Et mes - soit disant - enfants de pousser un soupir de soulagement.
Je l'ai très bien pris, vraiment. D'autant qu'au cas où quiconque en douterait, quand j'ai appelé en larmes mon mari après être passée à ça de me ruiner la moelle épinière, il a certes compati, il s'est certes énormément inquiété, a certes proposé d'abandonner séance tenante son boulot, mais s'est de très bonne grâce laissé convaincre de ne pas mettre en péril sa période d'essai pour une bête histoire de colonne vertébrale peut-être brisée.

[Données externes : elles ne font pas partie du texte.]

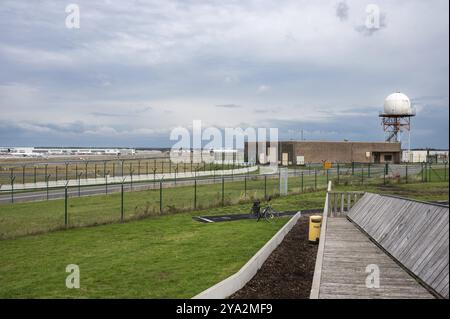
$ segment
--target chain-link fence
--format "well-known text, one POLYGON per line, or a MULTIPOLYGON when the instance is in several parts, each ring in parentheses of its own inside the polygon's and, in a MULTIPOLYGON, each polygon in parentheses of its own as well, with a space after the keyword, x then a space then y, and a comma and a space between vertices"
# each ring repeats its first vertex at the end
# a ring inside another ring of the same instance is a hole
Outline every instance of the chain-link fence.
MULTIPOLYGON (((336 164, 289 168, 287 194, 324 190, 337 185, 381 185, 448 181, 444 165, 336 164)), ((12 185, 14 185, 14 180, 12 185)), ((285 187, 283 181, 283 188, 285 187)), ((134 220, 280 196, 280 173, 212 175, 101 185, 45 187, 0 192, 0 237, 68 227, 134 220)))

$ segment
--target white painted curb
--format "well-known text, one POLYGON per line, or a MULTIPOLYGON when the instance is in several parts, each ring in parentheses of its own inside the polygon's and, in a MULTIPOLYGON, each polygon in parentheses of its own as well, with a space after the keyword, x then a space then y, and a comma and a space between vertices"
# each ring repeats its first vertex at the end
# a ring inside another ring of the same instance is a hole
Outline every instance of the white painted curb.
POLYGON ((294 227, 301 212, 295 214, 237 273, 206 289, 192 299, 224 299, 242 289, 264 264, 270 254, 294 227))

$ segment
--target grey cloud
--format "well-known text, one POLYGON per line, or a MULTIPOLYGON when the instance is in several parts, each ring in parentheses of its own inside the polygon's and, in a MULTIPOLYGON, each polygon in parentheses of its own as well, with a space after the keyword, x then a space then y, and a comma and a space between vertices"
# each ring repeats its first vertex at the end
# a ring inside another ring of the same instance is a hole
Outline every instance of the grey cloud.
POLYGON ((222 108, 226 108, 226 109, 238 109, 241 108, 241 105, 237 105, 237 104, 219 104, 216 105, 216 107, 222 107, 222 108))
POLYGON ((341 1, 336 5, 336 16, 341 21, 348 20, 349 6, 345 1, 341 1))

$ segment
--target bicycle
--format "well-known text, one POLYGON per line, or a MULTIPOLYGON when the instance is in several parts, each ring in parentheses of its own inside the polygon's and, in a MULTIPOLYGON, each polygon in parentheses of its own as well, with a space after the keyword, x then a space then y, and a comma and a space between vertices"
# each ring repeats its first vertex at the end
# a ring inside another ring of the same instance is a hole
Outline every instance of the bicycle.
POLYGON ((267 199, 267 204, 266 207, 264 207, 263 211, 259 211, 258 214, 258 220, 257 222, 259 222, 261 220, 261 218, 264 218, 265 220, 267 220, 268 222, 270 222, 272 219, 275 218, 275 214, 277 214, 279 216, 279 213, 276 212, 273 208, 272 208, 272 204, 270 203, 271 198, 269 197, 267 199))

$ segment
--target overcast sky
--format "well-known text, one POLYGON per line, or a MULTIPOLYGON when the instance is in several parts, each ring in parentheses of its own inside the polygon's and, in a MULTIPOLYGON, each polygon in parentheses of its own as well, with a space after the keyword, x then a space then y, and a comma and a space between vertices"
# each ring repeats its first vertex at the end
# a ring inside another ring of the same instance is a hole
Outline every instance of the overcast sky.
POLYGON ((377 141, 384 98, 401 91, 417 109, 412 146, 448 148, 448 6, 1 0, 0 145, 170 146, 193 120, 377 141), (79 29, 65 25, 71 2, 79 29))

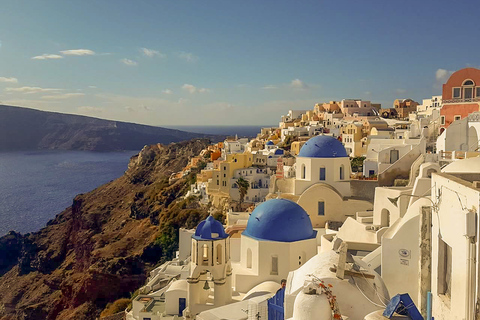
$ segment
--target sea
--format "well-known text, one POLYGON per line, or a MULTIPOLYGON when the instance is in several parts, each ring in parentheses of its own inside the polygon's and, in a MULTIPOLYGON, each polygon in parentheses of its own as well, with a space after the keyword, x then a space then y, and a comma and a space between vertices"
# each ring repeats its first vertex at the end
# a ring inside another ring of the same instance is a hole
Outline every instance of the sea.
MULTIPOLYGON (((269 126, 176 126, 179 130, 254 137, 269 126)), ((73 198, 119 178, 137 151, 0 152, 0 236, 40 230, 73 198)))
POLYGON ((76 195, 120 177, 137 153, 1 152, 0 236, 38 231, 76 195))

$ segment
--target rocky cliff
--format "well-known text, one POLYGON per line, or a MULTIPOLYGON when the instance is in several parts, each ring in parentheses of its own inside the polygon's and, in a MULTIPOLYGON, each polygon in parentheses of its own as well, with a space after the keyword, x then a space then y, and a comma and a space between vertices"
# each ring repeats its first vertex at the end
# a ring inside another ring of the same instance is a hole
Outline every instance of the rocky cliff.
POLYGON ((140 150, 144 145, 223 136, 0 105, 0 151, 140 150))
POLYGON ((0 238, 0 319, 95 319, 130 297, 173 258, 178 228, 207 216, 194 199, 179 199, 194 172, 168 183, 207 144, 145 147, 122 177, 78 195, 45 228, 0 238))

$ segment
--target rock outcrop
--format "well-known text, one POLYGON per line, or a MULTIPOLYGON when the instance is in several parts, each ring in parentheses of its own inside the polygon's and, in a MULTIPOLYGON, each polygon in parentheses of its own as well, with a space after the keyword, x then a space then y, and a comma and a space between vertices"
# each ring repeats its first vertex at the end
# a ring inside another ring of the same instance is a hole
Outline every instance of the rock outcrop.
POLYGON ((173 257, 178 228, 207 216, 195 199, 179 199, 194 172, 168 183, 207 144, 145 147, 122 177, 78 195, 45 228, 0 238, 0 319, 95 319, 129 298, 173 257))

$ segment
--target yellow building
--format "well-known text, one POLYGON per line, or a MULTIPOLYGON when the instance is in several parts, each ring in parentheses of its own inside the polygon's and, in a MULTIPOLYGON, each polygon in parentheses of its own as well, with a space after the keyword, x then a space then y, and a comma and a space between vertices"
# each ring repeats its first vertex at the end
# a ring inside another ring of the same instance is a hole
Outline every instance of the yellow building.
POLYGON ((252 163, 253 155, 250 152, 227 154, 227 159, 219 163, 218 169, 213 170, 207 186, 207 194, 212 197, 213 205, 218 206, 222 198, 230 197, 230 179, 235 170, 251 167, 252 163))

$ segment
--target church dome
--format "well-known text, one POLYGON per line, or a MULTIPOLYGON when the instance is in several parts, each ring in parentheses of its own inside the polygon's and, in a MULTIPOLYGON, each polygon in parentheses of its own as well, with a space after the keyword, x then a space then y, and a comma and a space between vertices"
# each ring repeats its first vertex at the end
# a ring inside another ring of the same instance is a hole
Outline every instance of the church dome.
POLYGON ((228 238, 228 234, 225 233, 219 221, 209 216, 198 224, 193 238, 196 240, 220 240, 228 238))
POLYGON ((268 140, 268 142, 266 143, 267 146, 273 146, 273 141, 272 140, 268 140))
POLYGON ((268 200, 253 210, 243 235, 257 240, 294 242, 316 237, 310 217, 287 199, 268 200))
POLYGON ((303 145, 298 154, 304 158, 348 157, 343 144, 331 136, 315 136, 303 145))

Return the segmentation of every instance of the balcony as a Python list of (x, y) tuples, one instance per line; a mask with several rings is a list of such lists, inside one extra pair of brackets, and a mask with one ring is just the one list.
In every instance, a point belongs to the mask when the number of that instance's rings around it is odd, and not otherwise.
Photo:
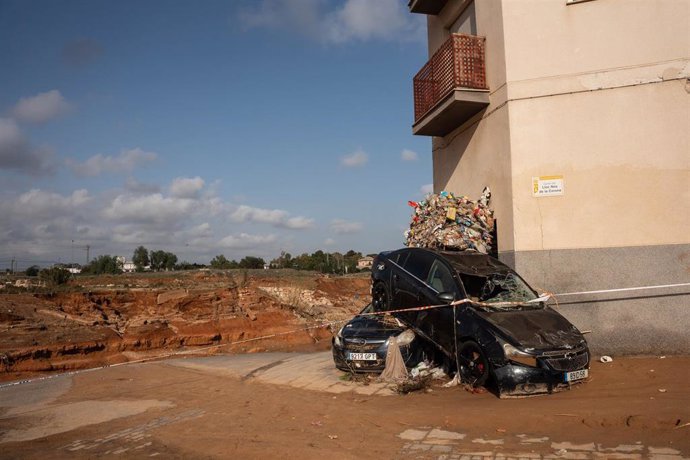
[(410, 13), (438, 14), (446, 4), (446, 0), (410, 0), (407, 7)]
[(414, 134), (445, 136), (489, 105), (485, 42), (452, 34), (415, 75)]

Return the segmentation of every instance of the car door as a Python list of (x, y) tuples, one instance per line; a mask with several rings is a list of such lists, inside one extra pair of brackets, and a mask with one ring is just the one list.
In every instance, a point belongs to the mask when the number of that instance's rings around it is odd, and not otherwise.
[[(426, 297), (422, 290), (426, 285), (426, 278), (429, 269), (434, 261), (433, 253), (421, 249), (410, 249), (402, 270), (393, 275), (392, 284), (394, 286), (395, 298), (399, 308), (421, 307), (427, 304)], [(419, 311), (402, 313), (401, 319), (412, 326), (419, 327), (419, 322), (424, 315), (420, 316)]]
[[(429, 305), (442, 305), (441, 293), (452, 293), (454, 299), (463, 297), (454, 271), (443, 258), (436, 257), (427, 275), (423, 297)], [(454, 349), (454, 317), (451, 306), (432, 308), (419, 312), (418, 321), (422, 331), (437, 345), (451, 352)]]

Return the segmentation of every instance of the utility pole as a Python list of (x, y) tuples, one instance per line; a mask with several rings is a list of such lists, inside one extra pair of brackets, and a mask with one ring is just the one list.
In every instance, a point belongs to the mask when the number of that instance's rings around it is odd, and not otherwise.
[(88, 244), (86, 245), (86, 265), (89, 265), (89, 249), (91, 249), (91, 246)]

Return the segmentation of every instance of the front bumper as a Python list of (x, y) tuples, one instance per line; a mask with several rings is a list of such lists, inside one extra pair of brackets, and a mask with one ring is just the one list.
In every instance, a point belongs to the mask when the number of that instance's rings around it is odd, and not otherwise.
[[(339, 347), (335, 344), (335, 339), (332, 341), (331, 350), (333, 352), (333, 362), (335, 367), (345, 372), (383, 372), (386, 367), (386, 353), (388, 346), (382, 344), (376, 349), (369, 349), (367, 353), (376, 353), (376, 361), (351, 361), (347, 359), (350, 352), (359, 352), (359, 350), (346, 350), (344, 347)], [(402, 351), (402, 349), (400, 350)]]
[(555, 393), (568, 390), (573, 385), (588, 380), (565, 381), (565, 372), (550, 372), (545, 369), (507, 364), (494, 370), (499, 396), (515, 398)]
[[(415, 342), (410, 345), (401, 345), (400, 354), (405, 361), (405, 364), (410, 366), (417, 365), (415, 357), (418, 355), (416, 351)], [(388, 343), (380, 343), (378, 346), (362, 349), (357, 347), (350, 349), (347, 345), (339, 347), (335, 344), (335, 339), (331, 342), (331, 351), (333, 352), (333, 362), (335, 367), (345, 372), (383, 372), (386, 368), (386, 355), (388, 354)], [(350, 352), (354, 353), (376, 353), (376, 361), (352, 361), (347, 359)]]

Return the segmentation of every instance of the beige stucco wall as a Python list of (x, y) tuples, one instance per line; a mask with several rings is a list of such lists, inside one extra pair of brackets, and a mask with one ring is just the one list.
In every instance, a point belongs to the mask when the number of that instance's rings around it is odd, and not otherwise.
[(448, 190), (476, 200), (484, 187), (491, 188), (500, 251), (514, 249), (508, 121), (503, 106), (445, 140), (437, 139), (433, 152), (435, 192)]
[[(517, 250), (690, 242), (690, 94), (681, 80), (510, 103)], [(565, 194), (532, 196), (563, 175)]]
[(690, 56), (690, 1), (504, 0), (508, 81)]

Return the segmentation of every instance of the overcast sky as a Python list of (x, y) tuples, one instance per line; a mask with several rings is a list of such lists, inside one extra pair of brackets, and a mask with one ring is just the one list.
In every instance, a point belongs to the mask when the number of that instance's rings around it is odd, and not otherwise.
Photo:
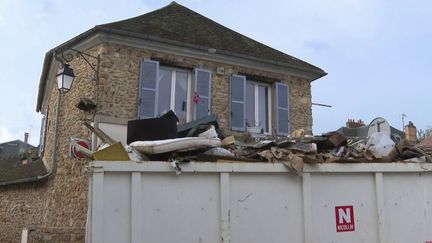
[[(380, 0), (225, 1), (180, 4), (324, 69), (312, 83), (314, 134), (348, 118), (382, 116), (402, 128), (432, 125), (432, 2)], [(97, 24), (144, 14), (170, 1), (0, 0), (0, 142), (39, 144), (36, 96), (51, 48)]]

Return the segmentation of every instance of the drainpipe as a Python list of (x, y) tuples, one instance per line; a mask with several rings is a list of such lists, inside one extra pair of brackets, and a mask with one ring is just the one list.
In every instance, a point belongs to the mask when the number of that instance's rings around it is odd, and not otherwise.
[(54, 127), (54, 144), (53, 144), (53, 148), (52, 148), (52, 157), (51, 157), (51, 169), (50, 171), (43, 175), (43, 176), (38, 176), (39, 180), (45, 179), (51, 175), (55, 175), (56, 171), (57, 171), (57, 147), (58, 147), (58, 128), (59, 128), (59, 123), (60, 123), (60, 102), (61, 101), (61, 92), (60, 90), (58, 90), (57, 92), (57, 105), (56, 105), (56, 120), (55, 120), (55, 127)]
[(40, 180), (43, 180), (45, 178), (48, 178), (50, 176), (55, 175), (55, 173), (57, 171), (57, 146), (58, 146), (58, 127), (59, 127), (59, 121), (60, 121), (60, 101), (61, 101), (61, 92), (60, 92), (60, 90), (58, 90), (58, 92), (57, 92), (57, 105), (56, 105), (56, 118), (55, 118), (55, 127), (54, 127), (54, 142), (53, 142), (52, 157), (51, 157), (51, 168), (48, 171), (48, 173), (46, 173), (45, 175), (42, 175), (42, 176), (35, 176), (35, 177), (30, 177), (30, 178), (0, 182), (0, 186), (7, 186), (7, 185), (13, 185), (13, 184), (19, 184), (19, 183), (40, 181)]

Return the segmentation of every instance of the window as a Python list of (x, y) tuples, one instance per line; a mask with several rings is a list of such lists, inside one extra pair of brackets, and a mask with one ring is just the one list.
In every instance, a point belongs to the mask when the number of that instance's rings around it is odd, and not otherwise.
[(254, 127), (256, 131), (261, 130), (259, 132), (270, 131), (269, 92), (269, 85), (246, 81), (246, 127)]
[(189, 121), (190, 72), (187, 70), (160, 67), (158, 79), (157, 114), (173, 110), (180, 123)]
[[(275, 97), (271, 97), (272, 90)], [(275, 82), (268, 85), (246, 80), (243, 75), (231, 75), (231, 130), (271, 133), (273, 131), (272, 112), (275, 112), (276, 135), (287, 136), (290, 131), (289, 87), (287, 84)]]
[[(211, 72), (195, 69), (194, 89), (192, 72), (167, 66), (158, 61), (142, 60), (139, 89), (139, 119), (157, 117), (173, 110), (180, 123), (210, 114)], [(194, 99), (192, 95), (194, 94)], [(193, 106), (192, 106), (193, 100)]]

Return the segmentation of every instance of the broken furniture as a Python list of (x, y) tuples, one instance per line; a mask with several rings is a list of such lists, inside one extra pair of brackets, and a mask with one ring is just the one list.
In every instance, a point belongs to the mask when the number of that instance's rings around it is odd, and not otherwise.
[[(94, 160), (109, 160), (109, 161), (128, 161), (129, 156), (126, 150), (124, 149), (121, 142), (117, 142), (108, 136), (104, 131), (97, 127), (93, 127), (88, 122), (84, 122), (84, 126), (86, 126), (90, 131), (92, 131), (97, 137), (99, 137), (104, 143), (108, 146), (94, 152), (92, 154), (92, 158)], [(81, 149), (81, 148), (80, 148)], [(84, 151), (87, 152), (88, 151)]]
[(213, 125), (215, 127), (216, 132), (219, 134), (219, 138), (223, 139), (224, 137), (221, 137), (223, 134), (221, 134), (220, 127), (219, 127), (219, 119), (217, 114), (211, 114), (207, 117), (203, 117), (191, 122), (188, 122), (183, 125), (178, 126), (178, 136), (179, 137), (193, 137), (198, 135), (199, 133), (202, 133), (208, 129), (209, 125)]
[(178, 118), (173, 111), (158, 118), (128, 121), (127, 144), (177, 138), (177, 122)]

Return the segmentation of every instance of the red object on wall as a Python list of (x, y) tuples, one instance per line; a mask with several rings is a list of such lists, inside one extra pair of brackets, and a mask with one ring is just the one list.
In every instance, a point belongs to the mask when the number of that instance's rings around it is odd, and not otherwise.
[(197, 92), (195, 92), (194, 97), (193, 97), (193, 102), (195, 104), (198, 104), (199, 98), (200, 98), (199, 94)]
[(335, 215), (336, 232), (355, 231), (353, 206), (336, 206)]
[[(81, 145), (82, 147), (86, 149), (90, 149), (90, 142), (85, 139), (79, 139), (79, 138), (71, 138), (75, 141), (75, 143)], [(69, 147), (69, 155), (76, 159), (84, 159), (86, 158), (83, 154), (78, 152), (73, 144)]]

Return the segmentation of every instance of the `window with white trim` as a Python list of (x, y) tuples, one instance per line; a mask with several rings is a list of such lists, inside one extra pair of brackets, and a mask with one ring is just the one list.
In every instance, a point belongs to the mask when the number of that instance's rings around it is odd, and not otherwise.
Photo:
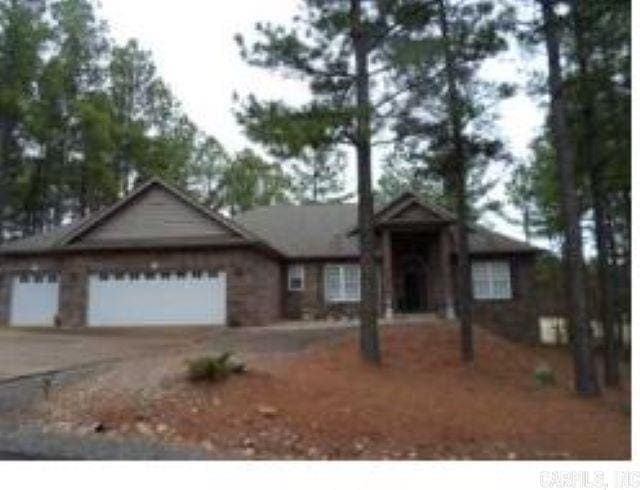
[(292, 264), (288, 271), (289, 291), (302, 291), (304, 289), (304, 266)]
[(511, 299), (511, 266), (506, 260), (476, 260), (471, 266), (474, 299)]
[(324, 294), (327, 301), (360, 301), (360, 266), (330, 264), (324, 269)]

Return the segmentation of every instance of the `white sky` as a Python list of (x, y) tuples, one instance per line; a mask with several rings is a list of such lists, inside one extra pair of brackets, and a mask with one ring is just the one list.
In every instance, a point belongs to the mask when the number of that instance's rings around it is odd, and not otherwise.
[[(100, 15), (120, 43), (136, 38), (153, 53), (160, 76), (182, 102), (189, 117), (225, 148), (237, 151), (249, 144), (232, 114), (232, 95), (249, 93), (259, 98), (305, 100), (305, 86), (283, 80), (266, 70), (251, 68), (242, 61), (233, 40), (236, 33), (251, 36), (256, 22), (290, 22), (297, 0), (102, 0)], [(488, 77), (525, 82), (530, 69), (515, 53), (486, 67)], [(522, 91), (501, 103), (499, 130), (516, 157), (528, 154), (528, 145), (542, 124), (543, 113)], [(352, 159), (353, 161), (353, 159)], [(374, 155), (374, 180), (379, 165)], [(500, 175), (504, 182), (508, 173)], [(354, 165), (347, 175), (355, 188)], [(494, 191), (502, 195), (502, 186)], [(512, 236), (520, 228), (488, 217), (488, 224)]]

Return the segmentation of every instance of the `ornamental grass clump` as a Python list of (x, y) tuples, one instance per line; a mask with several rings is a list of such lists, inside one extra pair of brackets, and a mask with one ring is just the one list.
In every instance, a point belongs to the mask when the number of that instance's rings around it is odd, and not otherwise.
[(230, 352), (219, 356), (203, 356), (187, 361), (187, 377), (189, 381), (206, 381), (215, 383), (227, 379), (231, 374), (245, 371), (242, 363), (234, 361)]

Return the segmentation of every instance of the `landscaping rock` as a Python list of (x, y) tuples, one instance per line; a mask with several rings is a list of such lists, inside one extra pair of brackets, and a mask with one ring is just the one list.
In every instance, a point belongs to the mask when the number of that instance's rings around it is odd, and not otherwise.
[(275, 417), (280, 411), (276, 407), (272, 407), (270, 405), (260, 405), (258, 406), (258, 413), (264, 417)]
[(138, 422), (136, 424), (136, 431), (146, 437), (151, 437), (153, 436), (153, 430), (151, 429), (151, 427), (149, 427), (149, 424), (146, 424), (144, 422)]
[(73, 424), (71, 422), (56, 422), (52, 427), (53, 430), (60, 432), (71, 432), (73, 430)]

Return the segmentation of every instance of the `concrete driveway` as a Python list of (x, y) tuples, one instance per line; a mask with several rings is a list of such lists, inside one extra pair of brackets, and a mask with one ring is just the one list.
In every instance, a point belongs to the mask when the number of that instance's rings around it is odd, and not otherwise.
[(294, 352), (345, 329), (250, 327), (0, 328), (0, 381), (82, 365), (198, 351)]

Et s'il a accompagné Rose à l'école le lendemain, c'est sûrement pour me rendre service mais probablement aussi parce qu'il m'a demandé si éventuellement je me sentais tout de même capable de le faire, j'ai eu comme un regain d'énergie, juste assez pour le menacer de lui faire avaler ma boite de laxatifs en entier s'il osait réitérer la question. Quant à l'heure à laquelle il revient le soir, que tout le monde se rassure également, elle n'a pas varié d'une seconde depuis que je suis paraplégique. Et il ne me semble pas qu'à part le premier jour où j'étais aux urgences et donc dans l'incapacité physique de préparer le repas, il ait eu à assurer la survie alimentaire de la famille.
Et pourtant, manifestement, le principal sujet d'inquiétude de la chair de ma chair - les hyènes - s'est entièrement focalisé sur la façon dont leur pauvre paternel parviendrait à surmonter matériellement et psychologiquement l'épreuve.
Non mais vraiment, d'une certaine manière... respect. Je veux dire, c'est du grand art, quoi.